Ten aanzien van G&O doet de RvdK onderzoek op verzoek van de rechter. De RvdK geeft de rechter advies bij beslissingen rond gezag (art 1:251a lid 3), de verdeling van zorg- en opvoedtaken, de hoofdverblijfplaats van de kinderen, de informatie- en consultatieplicht van de verzorgende ouder naar de andere ouder, omgang met de ouder zonder gezag en omgang met derden (art. 810 Rv).

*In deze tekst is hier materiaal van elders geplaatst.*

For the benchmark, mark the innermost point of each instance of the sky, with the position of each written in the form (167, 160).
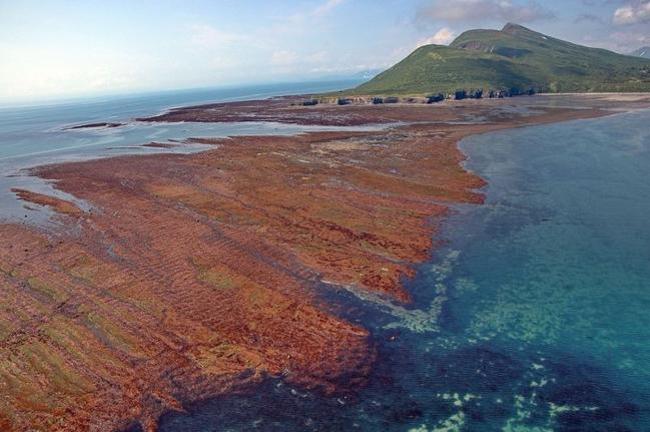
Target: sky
(60, 49)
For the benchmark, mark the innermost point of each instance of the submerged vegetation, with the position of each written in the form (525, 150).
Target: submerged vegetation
(512, 61)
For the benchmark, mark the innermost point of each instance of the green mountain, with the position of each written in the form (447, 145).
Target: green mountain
(513, 59)
(641, 52)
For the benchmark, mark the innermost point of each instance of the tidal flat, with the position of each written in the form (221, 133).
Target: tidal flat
(322, 268)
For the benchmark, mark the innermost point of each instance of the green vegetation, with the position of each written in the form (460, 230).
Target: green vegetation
(641, 52)
(513, 60)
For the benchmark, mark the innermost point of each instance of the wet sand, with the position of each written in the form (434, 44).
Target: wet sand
(201, 274)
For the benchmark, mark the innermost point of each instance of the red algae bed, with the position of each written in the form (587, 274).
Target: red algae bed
(197, 275)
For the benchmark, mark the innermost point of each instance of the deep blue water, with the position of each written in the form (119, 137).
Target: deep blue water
(534, 317)
(37, 135)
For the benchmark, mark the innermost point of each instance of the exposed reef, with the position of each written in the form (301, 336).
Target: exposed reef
(197, 275)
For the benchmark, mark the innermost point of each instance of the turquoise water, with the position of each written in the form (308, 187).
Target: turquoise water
(37, 135)
(534, 317)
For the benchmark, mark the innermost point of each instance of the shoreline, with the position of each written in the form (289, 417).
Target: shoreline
(178, 238)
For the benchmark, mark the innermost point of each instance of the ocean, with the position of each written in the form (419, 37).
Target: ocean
(39, 134)
(533, 317)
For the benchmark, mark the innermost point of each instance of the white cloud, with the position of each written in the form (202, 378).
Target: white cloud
(442, 37)
(482, 10)
(634, 13)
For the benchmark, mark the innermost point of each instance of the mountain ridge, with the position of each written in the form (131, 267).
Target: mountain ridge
(515, 60)
(643, 52)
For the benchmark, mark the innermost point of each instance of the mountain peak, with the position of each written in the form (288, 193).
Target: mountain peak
(642, 52)
(514, 29)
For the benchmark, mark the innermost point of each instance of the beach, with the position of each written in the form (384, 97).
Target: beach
(189, 276)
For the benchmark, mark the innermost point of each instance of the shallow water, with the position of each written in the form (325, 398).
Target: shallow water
(534, 317)
(37, 135)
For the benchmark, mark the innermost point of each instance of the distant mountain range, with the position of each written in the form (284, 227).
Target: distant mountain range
(641, 52)
(514, 59)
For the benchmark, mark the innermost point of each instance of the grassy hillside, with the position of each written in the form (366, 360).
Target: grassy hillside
(641, 52)
(514, 57)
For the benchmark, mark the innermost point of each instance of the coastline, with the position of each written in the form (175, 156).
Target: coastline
(275, 215)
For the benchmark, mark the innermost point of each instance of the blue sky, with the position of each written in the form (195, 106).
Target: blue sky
(52, 49)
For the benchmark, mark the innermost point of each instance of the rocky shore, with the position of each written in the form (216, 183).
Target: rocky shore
(199, 275)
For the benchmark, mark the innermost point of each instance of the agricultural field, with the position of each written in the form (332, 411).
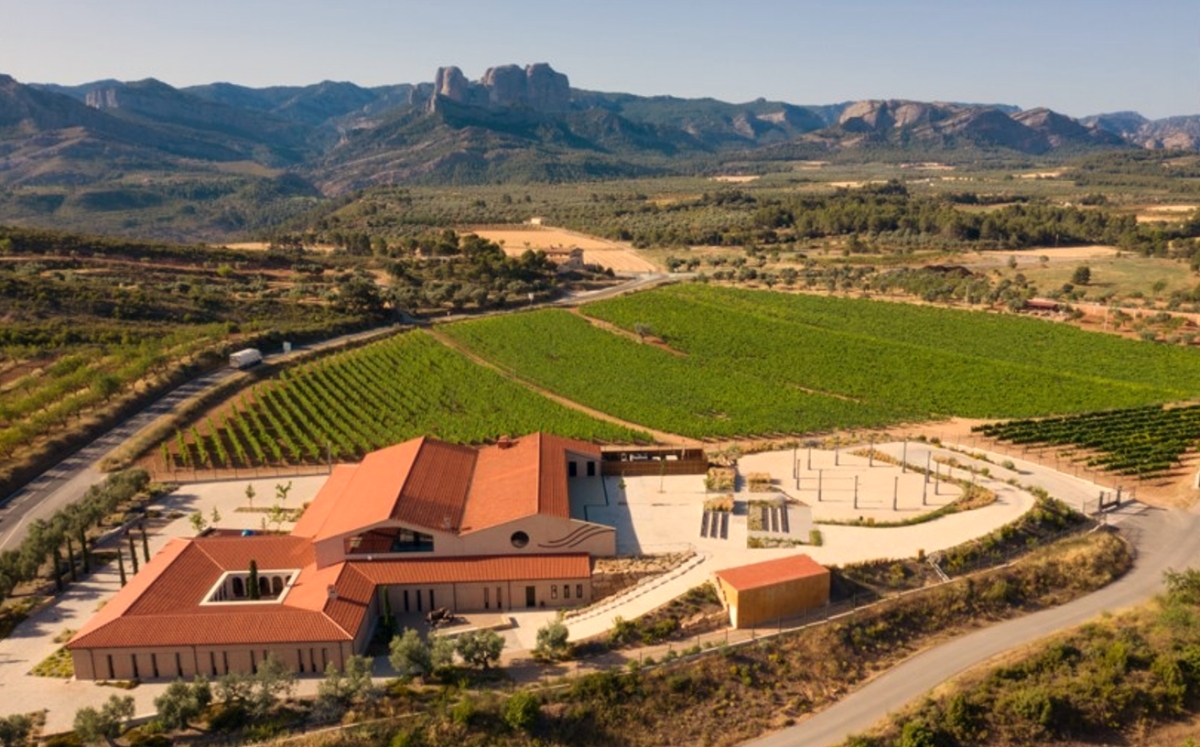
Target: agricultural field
(357, 401)
(1140, 441)
(609, 255)
(751, 363)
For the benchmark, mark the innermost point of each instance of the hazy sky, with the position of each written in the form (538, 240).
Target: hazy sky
(1078, 57)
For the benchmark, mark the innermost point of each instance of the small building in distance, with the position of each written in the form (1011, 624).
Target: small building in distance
(773, 590)
(565, 258)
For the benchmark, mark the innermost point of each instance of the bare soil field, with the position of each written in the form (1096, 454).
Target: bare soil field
(613, 255)
(1162, 214)
(1033, 256)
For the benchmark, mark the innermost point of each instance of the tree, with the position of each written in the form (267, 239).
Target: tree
(480, 647)
(341, 689)
(274, 682)
(93, 725)
(183, 701)
(15, 730)
(552, 640)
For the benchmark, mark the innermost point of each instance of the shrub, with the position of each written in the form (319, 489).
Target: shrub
(521, 711)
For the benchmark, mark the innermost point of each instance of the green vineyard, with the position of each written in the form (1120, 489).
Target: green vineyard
(1139, 441)
(745, 363)
(349, 404)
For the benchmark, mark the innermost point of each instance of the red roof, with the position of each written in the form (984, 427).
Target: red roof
(163, 604)
(441, 486)
(768, 573)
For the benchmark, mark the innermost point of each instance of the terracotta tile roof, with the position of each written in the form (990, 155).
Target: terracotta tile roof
(767, 573)
(474, 569)
(445, 488)
(435, 489)
(162, 604)
(323, 505)
(522, 478)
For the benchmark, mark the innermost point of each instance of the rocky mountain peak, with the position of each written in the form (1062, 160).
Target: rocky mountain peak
(537, 87)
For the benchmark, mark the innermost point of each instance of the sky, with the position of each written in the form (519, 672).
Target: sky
(1075, 57)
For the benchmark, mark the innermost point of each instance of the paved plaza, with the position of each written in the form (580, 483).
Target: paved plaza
(652, 515)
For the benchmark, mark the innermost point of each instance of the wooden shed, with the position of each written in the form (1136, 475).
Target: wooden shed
(771, 590)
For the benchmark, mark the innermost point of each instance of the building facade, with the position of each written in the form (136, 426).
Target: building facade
(414, 527)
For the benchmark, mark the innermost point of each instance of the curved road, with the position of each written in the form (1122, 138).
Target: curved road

Links naar wettelijke basis
- artikelen 1:238/1:241 BW: https://wetten.overheid.nl/jci1.3:c:BWBR0002656&boek=1&titeldeel=13&afdeling=3&z=2024-01-01&g=2024-01-01
- artikel 1:251a lid 3 BW: https://wetten.overheid.nl/jci1.3:c:BWBR0002656&boek=1&titeldeel=14&afdeling=2¶graaf=1&artikel=251a&z=2024-01-01&g=2024-01-01
- artikelen 1:255/1:257/1:265a/1:265b/1:265e/1:265j BW: https://wetten.overheid.nl/jci1.3:c:BWBR0002656&boek=1&titeldeel=14&afdeling=4&z=2024-01-01&g=2024-01-01
- artikelen 1:266/1:267 BW: https://wetten.overheid.nl/jci1.3:c:BWBR0002656&boek=1&titeldeel=14&afdeling=5&z=2024-01-01&g=2024-01-01
- Titel 14, Afdeling 6 van Boek 1 van het Burgerlijk Wetboek: https://wetten.overheid.nl/jci1.3:c:BWBR0002656&boek=1&titeldeel=14&afdeling=6&z=2024-01-01&g=2024-01-01
- artikel 6.1.2 van de Jeugdwet : https://wetten.overheid.nl/jci1.3:c:BWBR0034925&hoofdstuk=6¶graaf=6.1&artikel=6.1.2&z=2025-01-01&g=2025-01-01
- artikel 77w, lid 2 Sr : https://wetten.overheid.nl/jci1.3:c:BWBR0001854&boek=Eerste&titeldeel=VIII_A&z=2025-01-01&g=2025-01-01
- artikelen 490/494/494a/498 Sv: https://wetten.overheid.nl/jci1.3:c:BWBR0001903&boek=Vierde&titeldeel=II&afdeling=Tweede&artikel=490&z=2025-02-04&g=2025-02-04
- artikel 6:3:9 Sv: https://wetten.overheid.nl/jci1.3:c:BWBR0001903&boek=6&hoofdstuk=3&titeldeel=Derde&artikel=6:3:9&z=2025-02-04&g=2025-02-04
- artikel 810 Rv: https://wetten.overheid.nl/jci1.3:c:BWBR0001827&boek=Derde&titeldeel=Zesde&afdeling=Eerste&artikel=810&z=2025-03-08&g=2025-03-08
Toelichting op impacttoetsen
Een DPIA is niet nodig omdat we geen persoonsgegevens verwerken. Er is geen risico voor betrokkenen.
Werking
Gegevens
De test maakt gebruik van antwoorden op 14 vragen over:
Opleiding en hulpverleningsgeschiedenis
Contact met familie en sociale ondersteuning
Rekenvaardigheid en taalbegrip
Technische werking
Elke vragenlijst wordt ingevuld op een zelfscorend formulier. Het afnemen van de vragenlijst duurt vijf tot tien minuten. Het berekenen van de score duurt hooguit twee minuten. De score geeft aan of er mogelijk sprake is van een LVB. Het proces gaat als volgt:
1. Een medewerker stelt 14 vragen aan een ouder of jongere.
2. De antwoorden worden op een formulier ingevuld.
3. De score wordt berekend op basis van een vaste tabel.
4. De gedragsdeskundige bepaalt of verder onderzoek nodig is.